Il primo attacco è avvenuto all’alba, nei pressi del villaggio di Dande Darpa Khel, e ha provocato l’uccisione di cinque militanti di Haqqani, mentre altri quattro sono stati feriti. Nella zona si trovano i centri di addestramento di Haqqani, gruppo terroristico guidato dal comandante afghano Sirajuddin Haqqani e alleato ai talebani di Al Qaeda. Nell’attacco è stato ucciso anche Jalil Haqqani, parente di Jalaluddin e importante esponente della rete terroristica.

In un successivo attacco in giornata sono morti altri sei miliziani della rete terroristica.

La rete Haqqani è diventata uno dei principali obiettivi dei raid effettuati con droni nelle aree tribali del Pakistan. Il gruppo terroristico, infatti, è ritenuto responsabile dell’attentato del mese scorso all’ambasciata statunitense di Kabul e agli uffici della Nato. Secondo gli Stati Uniti, l’operazione di Haqqani nella capitale afghana sarebbe stata appoggiata dai servizi segreti pakistani (Isi). Accuse che hanno provocato forti tensioni diplomatiche tra Washington e Islamabad.

L’uccisione di Jalil Haqqani è avvenuta nel giorno in cui Marc Grossman, l’inviato Usa in Afghanistan e Pakistan, si è recato a Islamabad per cercare di migliorare i difficili rapporti tra Pakistan e Stati Uniti.

Il Nord Waziristan è una regione tribale del Nord-Ovest del Pakistan, al confine con l’Afghanistan, dove sono attivi gruppi terroristici filotalebani.
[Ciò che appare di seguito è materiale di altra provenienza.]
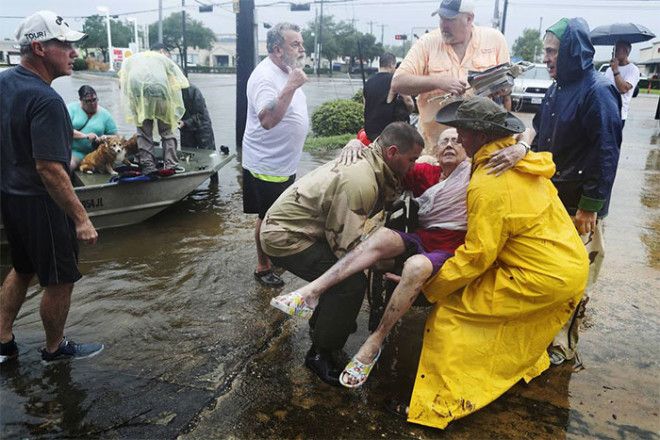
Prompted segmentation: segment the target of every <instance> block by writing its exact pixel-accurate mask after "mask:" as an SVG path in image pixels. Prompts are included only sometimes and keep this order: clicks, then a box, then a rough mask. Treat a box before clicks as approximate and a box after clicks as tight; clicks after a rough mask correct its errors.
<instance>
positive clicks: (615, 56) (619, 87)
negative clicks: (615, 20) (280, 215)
mask: <svg viewBox="0 0 660 440" xmlns="http://www.w3.org/2000/svg"><path fill="white" fill-rule="evenodd" d="M631 48H632V46H631V44H630V43H628V42H627V41H624V40H619V41H617V43H616V46H615V47H614V56H613V57H612V60H611V61H610V67H608V68H607V70H606V71H605V77H606V78H607V79H608V80H609V81H610V82H611V83H612V84H614V86H615V87H616V89H617V90H618V91H619V93H621V128H623V126H624V125H625V124H626V118H627V117H628V108H630V100H631V99H632V96H633V93H634V90H635V87H637V83H638V82H639V69H638V68H637V66H635V65H634V64H633V63H631V62H630V60H628V55H630V49H631Z"/></svg>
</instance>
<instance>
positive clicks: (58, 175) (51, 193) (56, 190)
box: [36, 160, 98, 244]
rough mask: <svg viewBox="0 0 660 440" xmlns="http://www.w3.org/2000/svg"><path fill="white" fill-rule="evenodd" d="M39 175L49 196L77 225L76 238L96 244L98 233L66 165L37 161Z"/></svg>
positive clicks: (56, 163) (76, 224)
mask: <svg viewBox="0 0 660 440" xmlns="http://www.w3.org/2000/svg"><path fill="white" fill-rule="evenodd" d="M36 162H37V173H39V176H40V177H41V181H42V182H43V183H44V186H45V187H46V190H47V191H48V194H50V196H51V197H52V198H53V200H55V203H57V205H58V206H59V207H60V208H62V210H64V212H65V213H66V215H68V216H69V217H70V218H71V219H72V220H73V222H74V223H75V225H76V236H77V237H78V240H82V241H84V242H86V243H88V244H94V243H96V239H97V238H98V233H97V232H96V229H94V225H92V222H91V220H90V219H89V216H88V215H87V211H85V208H83V206H82V204H81V203H80V200H78V197H76V193H75V192H74V191H73V185H71V179H69V175H68V174H67V172H66V170H65V168H64V165H62V164H61V163H59V162H54V161H50V160H37V161H36Z"/></svg>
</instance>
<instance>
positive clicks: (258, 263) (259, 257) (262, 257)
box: [254, 217, 271, 272]
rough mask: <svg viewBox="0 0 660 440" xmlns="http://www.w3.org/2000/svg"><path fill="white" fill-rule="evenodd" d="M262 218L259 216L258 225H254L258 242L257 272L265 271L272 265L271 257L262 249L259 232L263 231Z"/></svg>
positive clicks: (256, 236) (260, 240) (255, 235)
mask: <svg viewBox="0 0 660 440" xmlns="http://www.w3.org/2000/svg"><path fill="white" fill-rule="evenodd" d="M261 222H262V220H261V219H260V218H258V217H257V225H256V226H255V227H254V241H255V242H256V243H257V272H263V271H264V270H268V269H270V267H271V264H270V258H268V255H266V254H265V253H264V251H263V249H261V240H259V233H260V232H261Z"/></svg>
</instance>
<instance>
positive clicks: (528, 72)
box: [511, 64, 553, 110]
mask: <svg viewBox="0 0 660 440" xmlns="http://www.w3.org/2000/svg"><path fill="white" fill-rule="evenodd" d="M552 81H553V80H552V78H551V77H550V74H549V73H548V69H547V68H546V66H545V64H534V67H532V68H531V69H529V70H528V71H527V72H525V73H523V74H522V75H520V76H519V77H517V78H516V79H515V80H514V82H513V89H512V90H511V100H512V101H513V108H514V110H522V108H523V107H525V106H539V105H541V101H542V100H543V97H544V96H545V92H546V91H547V90H548V89H549V88H550V86H551V85H552Z"/></svg>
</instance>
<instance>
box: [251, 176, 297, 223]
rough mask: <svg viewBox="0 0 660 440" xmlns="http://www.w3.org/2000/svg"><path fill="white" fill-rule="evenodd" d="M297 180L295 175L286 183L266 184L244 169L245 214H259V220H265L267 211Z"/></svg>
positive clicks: (264, 181) (272, 182) (288, 180)
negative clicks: (285, 190) (273, 203)
mask: <svg viewBox="0 0 660 440" xmlns="http://www.w3.org/2000/svg"><path fill="white" fill-rule="evenodd" d="M295 180H296V175H295V174H294V175H293V176H291V177H289V179H288V180H286V181H284V182H266V181H264V180H261V179H257V178H256V177H254V176H253V175H252V173H251V172H249V171H248V170H246V169H245V168H243V212H244V213H246V214H259V218H260V219H262V220H263V218H264V217H265V216H266V211H268V209H269V208H270V207H271V206H272V205H273V203H275V200H277V198H278V197H279V196H280V194H282V193H283V192H284V190H285V189H287V188H288V187H290V186H291V185H292V184H293V182H294V181H295Z"/></svg>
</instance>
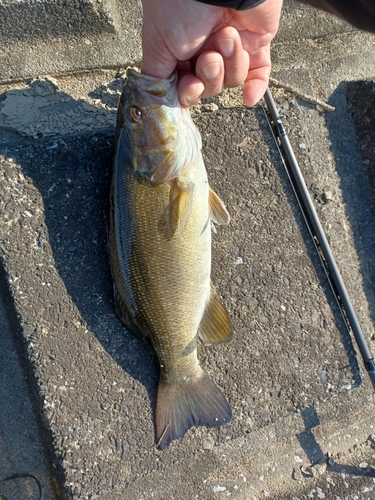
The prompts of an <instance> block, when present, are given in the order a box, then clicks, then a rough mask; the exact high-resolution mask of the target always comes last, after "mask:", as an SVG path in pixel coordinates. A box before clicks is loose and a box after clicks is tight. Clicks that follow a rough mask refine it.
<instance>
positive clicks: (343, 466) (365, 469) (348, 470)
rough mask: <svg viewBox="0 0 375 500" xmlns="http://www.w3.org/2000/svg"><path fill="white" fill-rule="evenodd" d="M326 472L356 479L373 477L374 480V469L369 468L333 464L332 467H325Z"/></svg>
mask: <svg viewBox="0 0 375 500" xmlns="http://www.w3.org/2000/svg"><path fill="white" fill-rule="evenodd" d="M327 470H328V471H329V472H337V473H338V474H345V475H346V474H347V475H350V476H358V477H373V478H375V469H373V468H371V467H363V468H362V467H354V466H353V465H344V464H337V463H334V464H332V465H330V464H329V462H328V465H327Z"/></svg>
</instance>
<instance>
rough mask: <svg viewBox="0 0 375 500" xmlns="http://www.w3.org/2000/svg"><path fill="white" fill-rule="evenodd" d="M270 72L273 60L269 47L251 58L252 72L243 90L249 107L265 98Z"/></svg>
mask: <svg viewBox="0 0 375 500" xmlns="http://www.w3.org/2000/svg"><path fill="white" fill-rule="evenodd" d="M270 72H271V58H270V47H269V46H268V47H265V48H263V49H261V50H259V51H258V52H255V53H254V54H252V55H251V56H250V70H249V72H248V75H247V78H246V81H245V85H244V89H243V100H244V103H245V104H246V105H247V106H255V104H256V103H257V102H258V101H259V100H260V99H261V98H262V97H263V95H264V94H265V92H266V90H267V86H268V80H269V77H270Z"/></svg>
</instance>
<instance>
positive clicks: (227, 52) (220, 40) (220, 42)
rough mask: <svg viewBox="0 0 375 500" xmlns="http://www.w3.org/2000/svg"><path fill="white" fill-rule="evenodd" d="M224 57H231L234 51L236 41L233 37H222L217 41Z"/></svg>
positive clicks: (220, 49)
mask: <svg viewBox="0 0 375 500" xmlns="http://www.w3.org/2000/svg"><path fill="white" fill-rule="evenodd" d="M216 43H217V44H218V46H219V51H220V53H221V55H222V56H223V57H231V56H232V55H233V51H234V41H233V39H232V38H221V39H220V40H218V41H217V42H216Z"/></svg>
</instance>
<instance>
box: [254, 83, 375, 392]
mask: <svg viewBox="0 0 375 500" xmlns="http://www.w3.org/2000/svg"><path fill="white" fill-rule="evenodd" d="M264 99H265V101H266V104H267V108H268V111H269V113H270V115H271V117H272V120H273V123H274V126H275V128H276V129H277V132H278V135H279V138H280V142H281V146H282V148H283V151H284V154H285V156H286V158H287V162H288V165H289V167H290V170H291V172H292V175H293V178H294V181H295V183H296V187H297V189H298V193H299V195H300V198H301V201H302V207H303V209H304V210H305V213H306V215H307V217H308V220H309V221H310V224H311V229H312V231H313V234H314V235H315V236H316V238H317V239H318V241H319V245H320V248H321V250H322V253H323V255H324V258H325V261H326V263H327V266H328V269H329V272H330V275H331V277H332V281H333V284H334V287H335V289H336V290H337V293H338V295H339V298H340V299H339V300H340V302H341V304H342V306H343V309H344V311H345V314H346V317H347V321H348V322H349V325H350V327H351V330H352V332H353V334H354V338H355V340H356V342H357V345H358V348H359V351H360V353H361V356H362V358H363V362H364V364H365V366H366V369H367V371H368V374H369V376H370V379H371V382H372V385H373V387H374V389H375V360H374V358H373V356H372V355H371V353H370V350H369V348H368V345H367V343H366V340H365V338H364V335H363V332H362V330H361V327H360V325H359V322H358V319H357V316H356V314H355V312H354V309H353V306H352V303H351V301H350V299H349V295H348V293H347V290H346V287H345V285H344V282H343V280H342V277H341V274H340V271H339V270H338V267H337V265H336V261H335V259H334V257H333V254H332V251H331V248H330V246H329V243H328V241H327V238H326V236H325V234H324V230H323V227H322V225H321V223H320V221H319V217H318V215H317V213H316V210H315V207H314V204H313V202H312V200H311V197H310V194H309V192H308V189H307V187H306V184H305V181H304V179H303V176H302V172H301V170H300V168H299V165H298V162H297V160H296V157H295V156H294V152H293V149H292V146H291V144H290V142H289V139H288V136H287V133H286V131H285V128H284V125H283V124H282V121H281V118H280V115H279V113H278V111H277V108H276V104H275V101H274V100H273V97H272V94H271V92H270V90H269V89H267V91H266V94H265V96H264Z"/></svg>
Ieri in mattinata, quattro autocisterne della Nato sono state incendiate da alcuni sospetti militanti islamici nel Pakistan meridionale. L’attentato è avvenuto in un’autostrada vicino alla città di Shikarpur, nella provincia del Sindh, mentre il convoglio era diretto al valico con l’Afghanistan. Questo è il terzo attacco, in due settimane, a convogli di carburante destinati alle truppe Nato in Afghanistan.